Instead of having $T_0$~and~$T_1 = T_0 + \DT$, we thus assume that when
computing the formulas we have access to $S_0$~and~$S_1$.
Then from $\Dt$,
$\omega = \frac{1}{\Dt}\log\left(1 + \frac{\DT}{T_0}\right)
= \frac{1}{\Dt}\log\left(\frac{T_1}{T_0}\right)
= \frac{1}{\Dt}\log\left(\frac{S_0}{S_1}\right)$.
From beats, $\omega = \frac{\DT}{\Db} = \frac{S_0 - S_1}{S_0S_1\Db}$ (or just
use $\omega = \left( \frac{1}{S_1} - \frac{1}{S_0} \right) / \Db$).
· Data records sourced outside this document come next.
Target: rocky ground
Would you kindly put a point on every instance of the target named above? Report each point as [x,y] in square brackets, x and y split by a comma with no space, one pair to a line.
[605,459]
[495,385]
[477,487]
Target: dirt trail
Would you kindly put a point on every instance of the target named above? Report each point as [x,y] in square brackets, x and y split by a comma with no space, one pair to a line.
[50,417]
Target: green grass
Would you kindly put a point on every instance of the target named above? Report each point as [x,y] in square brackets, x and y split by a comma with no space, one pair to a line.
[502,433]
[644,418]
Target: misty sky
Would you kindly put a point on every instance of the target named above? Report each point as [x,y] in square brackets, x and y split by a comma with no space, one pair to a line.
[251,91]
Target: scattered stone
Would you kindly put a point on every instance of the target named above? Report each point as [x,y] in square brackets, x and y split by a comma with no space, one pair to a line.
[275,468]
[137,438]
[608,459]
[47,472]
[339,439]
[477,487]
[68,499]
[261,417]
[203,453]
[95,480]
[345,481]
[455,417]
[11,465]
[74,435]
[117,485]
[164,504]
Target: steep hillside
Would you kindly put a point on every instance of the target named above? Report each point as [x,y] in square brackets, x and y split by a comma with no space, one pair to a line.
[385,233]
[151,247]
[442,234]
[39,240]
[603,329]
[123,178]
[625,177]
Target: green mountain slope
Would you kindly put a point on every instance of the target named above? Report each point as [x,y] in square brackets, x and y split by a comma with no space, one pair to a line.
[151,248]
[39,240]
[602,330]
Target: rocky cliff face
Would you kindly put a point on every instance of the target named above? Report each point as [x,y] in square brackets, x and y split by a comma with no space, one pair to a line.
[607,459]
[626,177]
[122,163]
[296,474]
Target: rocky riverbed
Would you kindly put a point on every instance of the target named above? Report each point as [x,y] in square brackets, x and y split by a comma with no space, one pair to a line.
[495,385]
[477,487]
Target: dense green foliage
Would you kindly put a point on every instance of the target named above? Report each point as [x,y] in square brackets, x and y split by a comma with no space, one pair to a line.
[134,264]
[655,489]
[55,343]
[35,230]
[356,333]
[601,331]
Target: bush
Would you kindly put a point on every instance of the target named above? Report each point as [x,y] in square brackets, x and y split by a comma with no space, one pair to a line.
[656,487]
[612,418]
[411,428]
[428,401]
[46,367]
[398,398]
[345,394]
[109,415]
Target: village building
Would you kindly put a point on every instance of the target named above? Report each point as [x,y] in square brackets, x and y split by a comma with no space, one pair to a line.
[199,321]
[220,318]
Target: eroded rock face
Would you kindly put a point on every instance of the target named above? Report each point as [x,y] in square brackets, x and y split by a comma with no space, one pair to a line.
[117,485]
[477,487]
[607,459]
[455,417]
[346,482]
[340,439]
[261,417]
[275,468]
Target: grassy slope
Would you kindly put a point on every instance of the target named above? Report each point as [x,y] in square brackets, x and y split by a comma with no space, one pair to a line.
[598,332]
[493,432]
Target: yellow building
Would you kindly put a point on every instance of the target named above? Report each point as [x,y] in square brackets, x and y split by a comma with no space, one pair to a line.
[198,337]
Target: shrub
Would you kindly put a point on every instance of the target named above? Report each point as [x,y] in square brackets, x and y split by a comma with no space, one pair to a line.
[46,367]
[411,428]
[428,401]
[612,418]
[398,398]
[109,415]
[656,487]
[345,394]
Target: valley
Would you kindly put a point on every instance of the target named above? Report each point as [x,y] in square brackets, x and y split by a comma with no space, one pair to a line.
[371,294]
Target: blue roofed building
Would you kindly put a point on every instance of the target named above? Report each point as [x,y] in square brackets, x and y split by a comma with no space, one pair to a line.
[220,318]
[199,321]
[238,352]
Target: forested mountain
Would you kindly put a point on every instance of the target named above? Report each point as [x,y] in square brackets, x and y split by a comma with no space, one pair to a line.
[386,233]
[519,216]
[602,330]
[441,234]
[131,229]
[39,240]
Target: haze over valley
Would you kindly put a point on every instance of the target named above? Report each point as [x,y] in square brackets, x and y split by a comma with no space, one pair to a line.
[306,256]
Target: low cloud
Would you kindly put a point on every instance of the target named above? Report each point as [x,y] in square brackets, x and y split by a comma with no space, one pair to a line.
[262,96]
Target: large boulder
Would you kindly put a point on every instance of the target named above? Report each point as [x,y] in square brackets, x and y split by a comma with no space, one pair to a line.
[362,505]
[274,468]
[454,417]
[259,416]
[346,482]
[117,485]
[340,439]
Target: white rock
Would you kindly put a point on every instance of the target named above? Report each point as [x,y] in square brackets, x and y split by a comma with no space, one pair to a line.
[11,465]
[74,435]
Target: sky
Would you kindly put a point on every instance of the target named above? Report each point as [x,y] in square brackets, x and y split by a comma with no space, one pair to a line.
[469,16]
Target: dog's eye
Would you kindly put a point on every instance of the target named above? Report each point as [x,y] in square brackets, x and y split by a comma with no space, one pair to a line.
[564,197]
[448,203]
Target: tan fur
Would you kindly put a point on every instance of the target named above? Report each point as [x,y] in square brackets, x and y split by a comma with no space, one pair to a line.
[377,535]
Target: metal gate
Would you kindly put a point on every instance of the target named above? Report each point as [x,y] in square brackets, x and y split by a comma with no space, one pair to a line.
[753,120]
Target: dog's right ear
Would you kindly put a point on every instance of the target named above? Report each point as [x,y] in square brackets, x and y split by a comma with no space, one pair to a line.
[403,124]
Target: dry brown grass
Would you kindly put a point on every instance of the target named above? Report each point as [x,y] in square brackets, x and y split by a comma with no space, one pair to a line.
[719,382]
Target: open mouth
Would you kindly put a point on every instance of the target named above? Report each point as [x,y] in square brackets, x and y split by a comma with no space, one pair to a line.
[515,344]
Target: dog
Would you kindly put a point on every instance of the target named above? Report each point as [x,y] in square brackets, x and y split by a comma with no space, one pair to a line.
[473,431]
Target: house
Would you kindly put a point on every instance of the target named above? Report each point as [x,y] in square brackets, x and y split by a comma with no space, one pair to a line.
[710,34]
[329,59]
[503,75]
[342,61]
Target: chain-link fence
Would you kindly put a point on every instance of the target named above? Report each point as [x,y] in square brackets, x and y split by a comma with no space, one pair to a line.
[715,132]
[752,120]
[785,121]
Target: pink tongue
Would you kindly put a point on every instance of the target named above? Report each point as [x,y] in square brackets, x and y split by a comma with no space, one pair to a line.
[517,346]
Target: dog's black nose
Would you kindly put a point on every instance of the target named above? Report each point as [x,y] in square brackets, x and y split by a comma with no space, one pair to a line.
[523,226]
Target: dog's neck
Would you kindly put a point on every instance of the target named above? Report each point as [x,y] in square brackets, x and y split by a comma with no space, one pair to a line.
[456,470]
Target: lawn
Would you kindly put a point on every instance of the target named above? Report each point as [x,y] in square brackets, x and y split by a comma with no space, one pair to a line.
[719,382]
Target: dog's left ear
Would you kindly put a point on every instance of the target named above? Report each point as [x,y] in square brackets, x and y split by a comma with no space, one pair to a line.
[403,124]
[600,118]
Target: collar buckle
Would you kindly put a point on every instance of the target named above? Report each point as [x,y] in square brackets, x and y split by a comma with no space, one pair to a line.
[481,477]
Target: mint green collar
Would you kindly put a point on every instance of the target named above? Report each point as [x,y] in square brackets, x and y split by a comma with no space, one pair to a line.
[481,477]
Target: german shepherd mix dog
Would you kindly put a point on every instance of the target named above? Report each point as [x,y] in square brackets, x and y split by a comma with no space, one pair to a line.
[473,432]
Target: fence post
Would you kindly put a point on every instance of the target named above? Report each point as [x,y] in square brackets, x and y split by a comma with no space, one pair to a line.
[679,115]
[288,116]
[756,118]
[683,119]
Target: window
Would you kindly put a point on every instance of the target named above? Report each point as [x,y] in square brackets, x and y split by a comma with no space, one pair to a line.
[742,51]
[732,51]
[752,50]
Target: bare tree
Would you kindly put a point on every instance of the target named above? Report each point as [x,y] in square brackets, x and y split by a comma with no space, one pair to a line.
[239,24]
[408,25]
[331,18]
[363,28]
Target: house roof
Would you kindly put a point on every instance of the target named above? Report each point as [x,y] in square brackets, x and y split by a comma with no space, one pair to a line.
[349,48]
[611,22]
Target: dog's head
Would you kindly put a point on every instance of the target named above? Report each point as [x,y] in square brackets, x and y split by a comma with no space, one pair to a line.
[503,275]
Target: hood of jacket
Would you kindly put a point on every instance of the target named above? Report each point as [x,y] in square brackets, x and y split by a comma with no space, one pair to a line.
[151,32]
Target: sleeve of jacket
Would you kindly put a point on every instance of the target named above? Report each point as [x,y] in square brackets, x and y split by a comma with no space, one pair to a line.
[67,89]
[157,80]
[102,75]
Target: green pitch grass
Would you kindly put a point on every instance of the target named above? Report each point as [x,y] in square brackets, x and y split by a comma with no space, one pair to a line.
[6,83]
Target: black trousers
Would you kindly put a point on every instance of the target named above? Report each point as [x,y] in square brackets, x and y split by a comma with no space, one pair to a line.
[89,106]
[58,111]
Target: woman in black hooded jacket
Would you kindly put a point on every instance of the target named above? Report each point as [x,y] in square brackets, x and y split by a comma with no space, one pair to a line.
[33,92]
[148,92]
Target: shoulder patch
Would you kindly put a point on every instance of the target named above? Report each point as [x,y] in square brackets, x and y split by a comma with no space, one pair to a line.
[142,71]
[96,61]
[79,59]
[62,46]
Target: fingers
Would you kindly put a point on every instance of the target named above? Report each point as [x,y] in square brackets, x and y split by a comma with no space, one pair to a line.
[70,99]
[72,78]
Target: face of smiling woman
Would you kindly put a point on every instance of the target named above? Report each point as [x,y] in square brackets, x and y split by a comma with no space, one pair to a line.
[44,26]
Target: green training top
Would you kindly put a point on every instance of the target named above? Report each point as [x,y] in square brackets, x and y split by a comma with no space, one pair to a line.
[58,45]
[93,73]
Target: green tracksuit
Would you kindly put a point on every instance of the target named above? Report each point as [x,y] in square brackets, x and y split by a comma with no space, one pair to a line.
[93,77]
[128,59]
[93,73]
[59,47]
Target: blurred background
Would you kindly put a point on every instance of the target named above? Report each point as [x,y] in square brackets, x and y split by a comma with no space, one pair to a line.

To compute $b$~from~$t$ we can use
$b = \frac{\e^{\omega t}-1}{S_0 \omega}$.
And for $S$~from~$t$ we have
$S = \frac{S_0}{\e^{\omega t}} = S_0\e^{-\omega t}$.
As for $t$~from~$b$ the formula becomes
$t = \frac{1}{\omega} \log \left( 1 + S_0 \omega b \right)$.
Lastly, for $S$~from~$b$ we can see:
\[ S = 1/T = \frac{1}{1/S_0 + \omega b} = \frac{S_0}{1+S_0\omega b}\]
Maybe we can also to compute and cache
$\omega' = S_0 \omega = \frac{S_0}{\Dt}\log\left(\frac{S_0}{S_1}\right)
= \frac{S_0 - S_1}{S_1\Db}$
Which is in « per-beats » and occurs often in the formulas (but not
exclusively). Note that the fact that $\omega$~or~$\omega'$ is relevant is
\emph{not} depending on whether we compute from time or from beats, or even if
the ramp length is defined in time or in beats.
\end{document}